Thoreau pointed out that there are artists in life, persons who can change the color
of a day and make it beautiful to those with whom they come in contact. We claim that
there are adepts, masters in life who make it divine, as in all other arts. Is it not the
greatest art of all, this which affects the very atmosphere in which we live? That it is the
most important is seen at once, when we remember that every person who draws the
breath of life affects the mental and moral atmosphere of the world, - and helps to color the
day for those about him. Those who do not help to elevate the thoughts and lives of others
must of necessity either paralyse them by indifference, or actively drag them down. When
this point is reached, then the art of life is converted into the science of death; we see the
black magician at work. And no one can be quite inactive.
Neither happiness nor prosperity are always the best of bedfellows for such
undeveloped mortals as most of us are; they seldom bring with them peace, which is the
only permanent joy. The idea of peace is usually connected with the close of life and a
religious state of mind. That kind of peace will however generally be found to contain the
element of expectation. The pleasures of this world have been surrendered, and the soul
waits contentedly in expectation of the pleasures of the next. The peace of the philosophic
mind is very different from this and can be attained too early in life when pleasure has
scarcely been tasted, as well as when it has been fully drunk of.

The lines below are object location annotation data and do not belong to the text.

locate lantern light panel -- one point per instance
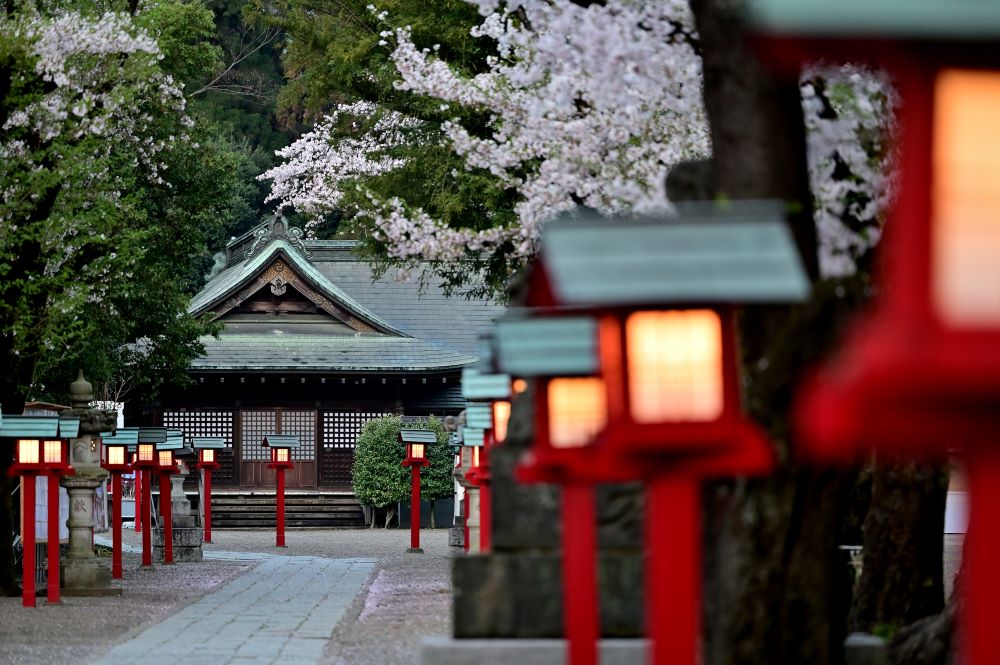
(146, 452)
(577, 410)
(53, 452)
(674, 365)
(116, 454)
(966, 204)
(501, 418)
(27, 451)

The American Transcendentalists discovered that life could be made a sublime
thing without any assistance from circumstances or outside sources of pleasure and
prosperity. Of course this had been discovered many times before, and Emerson only took
up again the cry raised by Epictetus. But every man has to discover this fact freshly for
himself, and when once he has realized it he knows that he would be a wretch if he did not
endeavor to make the possibility a reality in his own life. The stoic became sublime
because he recognized his own absolute responsibility and did not try to evade it; the
Transcendentalists was even more, because he had faith in the unknown and untried
possibilities which lay within himself. The occultist fully recognizes the responsibility and
claims his title by having both tried and acquired knowledge of his own possibilities. The
Theosophist who is at all in earnest, sees his responsibility and endeavors to find
knowledge, living, in the meantime, up to the highest standard of which he is aware.
The earth passes through its definite phases and man with it; and as a day can be
colored so can a year. The astral life of the earth is young and strong between Christmas
and Easter. Those who form their wishes now will have added strength to fulfill them
- H.P. Blavatsky, Lucifer, January, 1888.